Обе дамы высадились у цирка Пиккадилли, а я и цветущий джентльмен поехали дальше, до вокзала Черинг-Кросс. Там, у кассы, выяснилось, что нам с цветущим джентльменом предстояло ехать по железной дороге в одно и то же предместье, и мы, разговорившись, сели в одно купе. Он всю дорогу толковал о случае с четырьмя пенсами и сильно возмущался.

Мы обменялись рукопожатием у дверей моего дома, причем мой случайный спутник выразил свое восхищение по поводу открытия, что мы с ним соседи. Что привлекло его во мне – осталось для меня тайной; мне же он совсем не понравился, и я отнесся к нему прохладно. Впоследствии я узнал, что к числу его особенностей принадлежало свойство восхищаться каждым человеком, который не оскорблял его прямо в глаза.

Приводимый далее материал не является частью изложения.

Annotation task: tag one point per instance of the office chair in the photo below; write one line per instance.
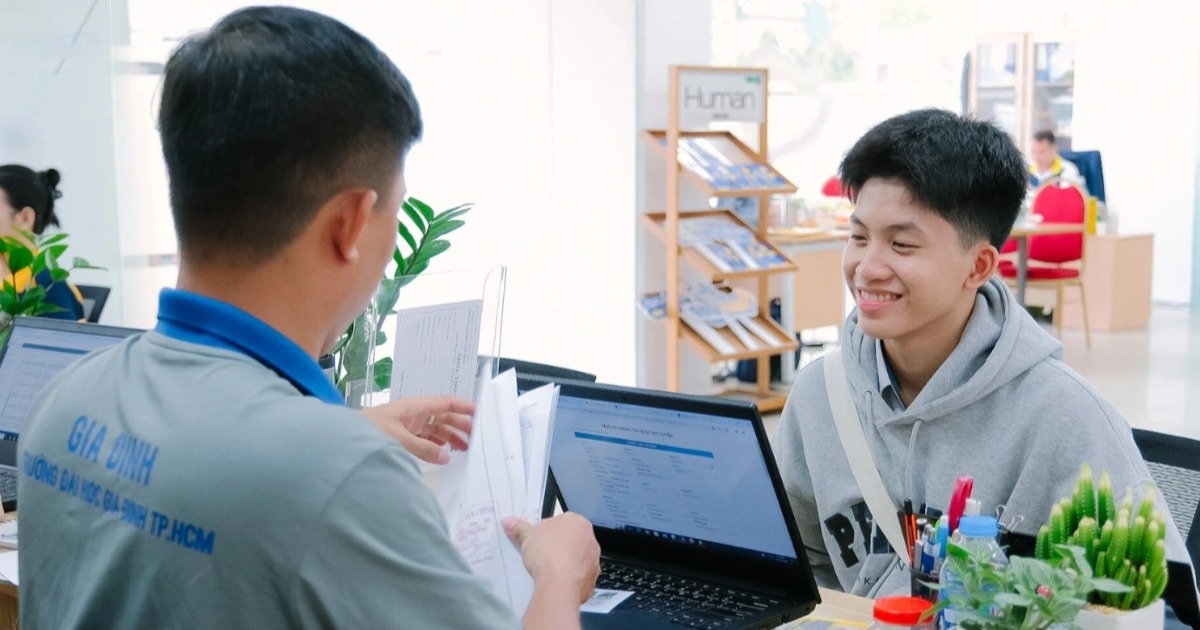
(1174, 463)
(551, 372)
(1057, 203)
(94, 299)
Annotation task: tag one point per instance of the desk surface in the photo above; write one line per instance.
(840, 606)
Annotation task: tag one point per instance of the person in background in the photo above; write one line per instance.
(1047, 163)
(946, 372)
(27, 203)
(239, 491)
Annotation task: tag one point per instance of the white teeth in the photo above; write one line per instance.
(877, 297)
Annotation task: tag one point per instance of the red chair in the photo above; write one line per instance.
(1057, 203)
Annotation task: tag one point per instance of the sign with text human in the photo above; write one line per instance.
(713, 95)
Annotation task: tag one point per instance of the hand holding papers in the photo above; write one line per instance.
(502, 473)
(424, 425)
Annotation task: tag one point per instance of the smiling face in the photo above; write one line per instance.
(1043, 154)
(907, 269)
(11, 219)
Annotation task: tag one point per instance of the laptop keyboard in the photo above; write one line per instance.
(687, 603)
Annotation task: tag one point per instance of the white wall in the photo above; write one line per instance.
(673, 31)
(1137, 99)
(57, 112)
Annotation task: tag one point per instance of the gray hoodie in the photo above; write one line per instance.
(1002, 408)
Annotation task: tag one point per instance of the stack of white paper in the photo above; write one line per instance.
(503, 473)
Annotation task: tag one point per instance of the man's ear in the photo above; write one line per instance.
(351, 210)
(985, 261)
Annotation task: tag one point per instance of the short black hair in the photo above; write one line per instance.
(1045, 136)
(966, 171)
(25, 187)
(269, 114)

Дня три спустя он вдруг, без всякого предупреждения, влетел ко мне в кабинет и извинился в том, что не мог явиться раньше.

– Подхожу к вам и встречаю почтальона, который передал мне вот это для вас, – продолжал он, вручая мне синий пакет. – Очевидно, это напоминает о взносе за пользование водопроводом. Против этого нужно возбудить протест: срок наступит только в сентябре, а теперь только июнь. Вы не обязаны делать такие ранние взносы.

Я возразил ему, что так как во всяком случае нужно платить за пользование водопроводом, то совершенно все равно, сделать это в июне или сентябре.

– Нет, тут дело в принципе, – сказал он. – К чему вам платить за то, чего еще не дают? С какой стати вы будете уплачивать, чего еще не должны?

Он с большим красноречием распространился на эту тему, и я имел глупость слушать его. В какие-нибудь полчаса он убедил меня в том, что данный вопрос связан с неотъемлемыми правами британских граждан и что я буду недостоин пользоваться этими правами, трудами и кровью завоеванными для меня моими предками, если сделаю в июне то, что следовало сделать только в сентябре. Вообще, он сумел так настроить меня, что я тут же написал заведующему «водяным» сбором лицу резкое письмо, которое потом обошлось мне в зале суда в пятьдесят фунтов стерлингов, и это помимо платы за водопровод, которую тоже пришлось внести в свое время.

После этого я всячески стал избегать его, но, живя по соседству, разумеется, не мог не сталкиваться с ним и не узнать его покороче. Вся его жизнь доказывала, что не было человека, более его пламеневшего любовью к ближнему и стремившегося сделать каждому хоть что-нибудь хорошее; но по какому-то злому року все его добрые намерения никому не приносили пользы.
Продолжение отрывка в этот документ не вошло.